“呵呵,那我就看你怎么让我服。”徐末不在意地笑道。
郎冬平与徐末同岁,也是本地人,相比起徐末,却是个不折不扣的富二代,其父郎鹰开着一家制药厂,广告打得全国都很有名声。
但他本人好像并没有自己家世很好的感觉,长得俊朗待人热忱大方,请客从来都是抢着付钱。独独有一条,就是人有些花心,换女朋友比翻书还快,看到合眼缘的就毫不犹豫地去追,鲜有能逃脱他魔抓的。

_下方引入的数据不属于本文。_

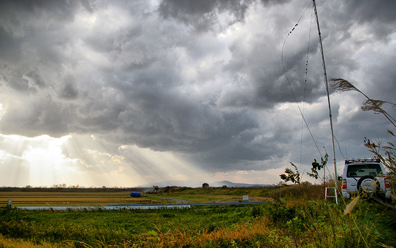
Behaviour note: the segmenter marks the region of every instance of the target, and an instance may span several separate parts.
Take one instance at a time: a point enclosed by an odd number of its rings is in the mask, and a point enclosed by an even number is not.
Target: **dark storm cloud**
[[[376,53],[395,39],[395,3],[317,3],[328,74],[349,77],[374,98],[392,101],[396,52]],[[302,122],[282,44],[308,3],[2,1],[0,87],[6,111],[0,131],[94,134],[115,147],[173,151],[213,171],[259,170],[263,161],[287,160],[299,154]],[[305,78],[311,17],[307,11],[285,44],[284,66],[296,99],[309,104],[304,113],[319,147],[329,151],[315,25]],[[362,123],[372,113],[348,108],[364,100],[356,94],[334,92],[336,101],[350,97],[350,105],[334,105],[343,124],[336,129],[340,142],[356,144],[359,132],[370,132]],[[377,117],[372,123],[388,126]],[[304,138],[310,160],[316,149],[309,133]]]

徐末投篮技术比他好,前两天两人比赛投三分球,规定时间内,徐末足足比他多投了六个,郎冬平一直记在心里,在家苦练了许久,自觉水平飞涨,于是一大早就约着今天他下班后来打球。
徐末自然是欣然应邀,公司不是很忙,他也没有女朋友,打球算是唯一的爱好了。
六个人打了几场对抗赛,最终还是凭着徐末精准的投篮,以四比三的结果小赢了一场。
郎冬平不甘心地转着球,抱着篮球一次次地站在线外投篮,十有八准,他还是不满意地举起手投篮。
这时候天已经黑了,路灯昏黄的灯光将人的影子拉得老长,不远处的广场上响起小苹果欢快又魔性的声音,孩子的笑声尖叫声一直不间断地插在嘈杂的声音里。
见郎冬平这个样子,徐末开始反省自己是不是太要强了伤了好友的心,下次应该放放水给他找点自信。
不过一转身看到场外一直站着的一个穿着白裙长发披肩的女人后,他的动作不由得一顿。
而郎冬平显然也看到了她,立马放弃了篮球,兴冲冲地冲到了对方身边:“王宛音,你怎么来了。”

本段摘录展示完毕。